“By-by, baby.”

“The sooner the quicker.”

Wilfred’s sensitive nature construed these stray bits of comments to mean something about himself; he thought that perhaps he had been dismissed from camp.

“Any time,” he heard a laughing voice say.

“A lot we care!”

“Willie or won’t he?”

“He ought to be named Won’t he.”

This was enough for Wilfred—he had been dismissed from camp. He had not fulfilled the requirements of the “scholarship” of which Tom Slade had spoken. He had not made good as a non-pay scout. He could not pass that spot now, unconscious of the mocking throng. His sensitiveness overcame his common sense. He took a circuitous route and avoiding his own cabin strolled up through the woods to the road. The habit of ambling had become second nature to him and “taking it easy” gave him an appearance of aimlessness which put him in strange contrast with the strenuous life all about him. There was something pathetic in his self-imposed isolation.

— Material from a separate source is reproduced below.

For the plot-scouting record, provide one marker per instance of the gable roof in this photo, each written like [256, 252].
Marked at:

At the roadside was a crude bench where the camp people waited for the Catskill bus, and Wilfred seated himself on this. Soon the bus came along bringing a “shipment” of new scouts. Doc Loquez, the young camp physician, alighted too, hatless and conspicuous in his white jacket; he had evidently been to Catskill.

Wilfred lived in perpetual dread of this brisk young man, fearing that if he encountered him he would be ordered to bed or given a big bottle of medicine which people might see at the “eats” boards or in patrol cabin. But he was in for it now. The doc gave him a quick, inquiring glance and sat on the bench beside him.